164 Pa. 520 | Pa. | 1894

Opinion by

Mb. Justice Mitchell,

The will of Mrs. Hopkins was absolutely inoperative as a will, her marriage to Craft having revoked it under the express language of section 16 of the act of 8th April, 1833, P. L. 250, that “a will executed by a single woman shall be deemed revoked by her subsequent marriage.” Nor is this effect defeated as to the appellant, hy the probate. In Hagarty’s Appeal, 75 Pa. 503, it was held that on a question of distribution the validity of testamentary provisions depending on facts dehors the record may be inquired into notwithstanding probate. And in Robeno v. Marlatt, 136 Pa. 35, the will devised testator’s whole estate to his widow absolutely, and was duly probated, yet after-born children were held entitled to recover in ejectment as if their father had died intestate. If an after-born child can thus claim against a will revoked pro tanto only, there should be no difficulty in his recovery against a will revoked altogether.

The learned court below considered that the will and the written consent of the husband must be construed as one instrument and upheld as an ante-nuptial agreement. As against the husband this would be clearly so upon the principles of equity and was expressly decided in Lant’s Appeal, 95 Pa. 279, but the question in that case was between the husband and those claiming under the will. Here the husband is making no claim and the question before us is different. The will is not in form a marriage settlement at all. It is only treated as such, in connection with the husband’s written assent, by equitable construction, and equity will never carry construe *523tion beyond the exact purpose for which it is needed. As to Mrs. Hopkins it was not an irrevocable settlement, nor is there any reason to suppose that she regarded or intended it as a settlement at all. Its sole purpose was to bar the husband from the marital rights which he would otherwise acquire in her property by the contemplated marriage. She might have made a deed of settlement under which her children by her first marriage would have acquired rights even against herself, but she did not do so. She chose a revocable instrument, effective for her purpose to bar her intended husband, but otherwise leaving her in free control of her property.

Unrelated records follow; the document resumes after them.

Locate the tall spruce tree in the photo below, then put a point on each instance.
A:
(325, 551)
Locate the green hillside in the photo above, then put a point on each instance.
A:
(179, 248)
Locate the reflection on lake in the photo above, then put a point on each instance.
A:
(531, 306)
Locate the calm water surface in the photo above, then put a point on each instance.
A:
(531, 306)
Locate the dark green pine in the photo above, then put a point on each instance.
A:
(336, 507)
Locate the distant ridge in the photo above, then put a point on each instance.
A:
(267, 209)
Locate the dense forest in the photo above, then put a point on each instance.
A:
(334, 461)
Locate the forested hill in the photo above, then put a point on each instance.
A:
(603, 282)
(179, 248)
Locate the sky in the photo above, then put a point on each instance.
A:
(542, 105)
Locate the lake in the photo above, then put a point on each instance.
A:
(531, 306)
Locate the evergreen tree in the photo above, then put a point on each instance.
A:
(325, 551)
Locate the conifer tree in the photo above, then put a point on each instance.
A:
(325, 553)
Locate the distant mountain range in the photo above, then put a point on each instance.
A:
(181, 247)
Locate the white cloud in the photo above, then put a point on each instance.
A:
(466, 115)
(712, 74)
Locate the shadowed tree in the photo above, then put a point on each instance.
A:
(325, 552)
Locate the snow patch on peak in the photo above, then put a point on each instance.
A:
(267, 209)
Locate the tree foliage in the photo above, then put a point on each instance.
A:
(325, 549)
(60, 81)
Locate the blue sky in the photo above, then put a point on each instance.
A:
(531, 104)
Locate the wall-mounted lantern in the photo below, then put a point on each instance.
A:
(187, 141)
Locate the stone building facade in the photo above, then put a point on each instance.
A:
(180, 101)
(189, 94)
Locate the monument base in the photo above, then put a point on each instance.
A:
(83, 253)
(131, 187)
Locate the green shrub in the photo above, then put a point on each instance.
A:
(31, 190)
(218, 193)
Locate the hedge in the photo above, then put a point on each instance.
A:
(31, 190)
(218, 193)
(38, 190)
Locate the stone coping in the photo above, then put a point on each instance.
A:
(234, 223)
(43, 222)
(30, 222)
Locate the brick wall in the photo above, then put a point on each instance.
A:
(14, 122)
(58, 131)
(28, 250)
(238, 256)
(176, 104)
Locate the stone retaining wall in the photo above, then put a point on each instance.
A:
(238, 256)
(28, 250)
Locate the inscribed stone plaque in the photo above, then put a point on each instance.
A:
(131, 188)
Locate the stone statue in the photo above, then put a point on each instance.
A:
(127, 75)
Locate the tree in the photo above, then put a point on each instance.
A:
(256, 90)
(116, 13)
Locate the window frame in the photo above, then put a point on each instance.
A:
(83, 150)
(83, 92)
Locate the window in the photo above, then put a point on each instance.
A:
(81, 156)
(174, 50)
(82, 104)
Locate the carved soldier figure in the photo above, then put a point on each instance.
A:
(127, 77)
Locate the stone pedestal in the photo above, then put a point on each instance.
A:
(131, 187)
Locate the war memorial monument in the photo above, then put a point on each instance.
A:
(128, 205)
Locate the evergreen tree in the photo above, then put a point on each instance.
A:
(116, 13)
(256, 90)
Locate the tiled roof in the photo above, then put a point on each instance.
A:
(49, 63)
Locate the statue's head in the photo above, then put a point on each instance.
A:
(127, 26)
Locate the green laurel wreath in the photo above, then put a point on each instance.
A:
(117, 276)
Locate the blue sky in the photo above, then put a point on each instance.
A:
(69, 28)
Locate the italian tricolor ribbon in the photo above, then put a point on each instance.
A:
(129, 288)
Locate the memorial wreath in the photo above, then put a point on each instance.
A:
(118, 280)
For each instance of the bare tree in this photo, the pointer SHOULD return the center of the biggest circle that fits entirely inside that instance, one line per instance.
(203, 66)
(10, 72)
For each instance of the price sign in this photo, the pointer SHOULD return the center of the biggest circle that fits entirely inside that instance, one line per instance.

She might at any time have made a later will, and her children would have had no standing to object. The instrument she did make was revoked as matter of express statutory law by her marriage, and equity is not called upon to enforce it for a purpose for which it was never intended. The act of 1833 does not revoke it merely as to the. husband, but absolutely for all testamentary purposes, as is shown by the provision that it “ shall not be revived by the death of her husband.” As a will therefore the paper executed by Mrs. Craft was void at the time of her death, and it is only as a will that her children it provides for have any concern with it. As to the appellant in right of his ward, Mrs. Craft must be treated as dying intestate, and the distribution reported by the auditor was correct.

Decree reversed, and record remitted for distribution in accordance with this opinion.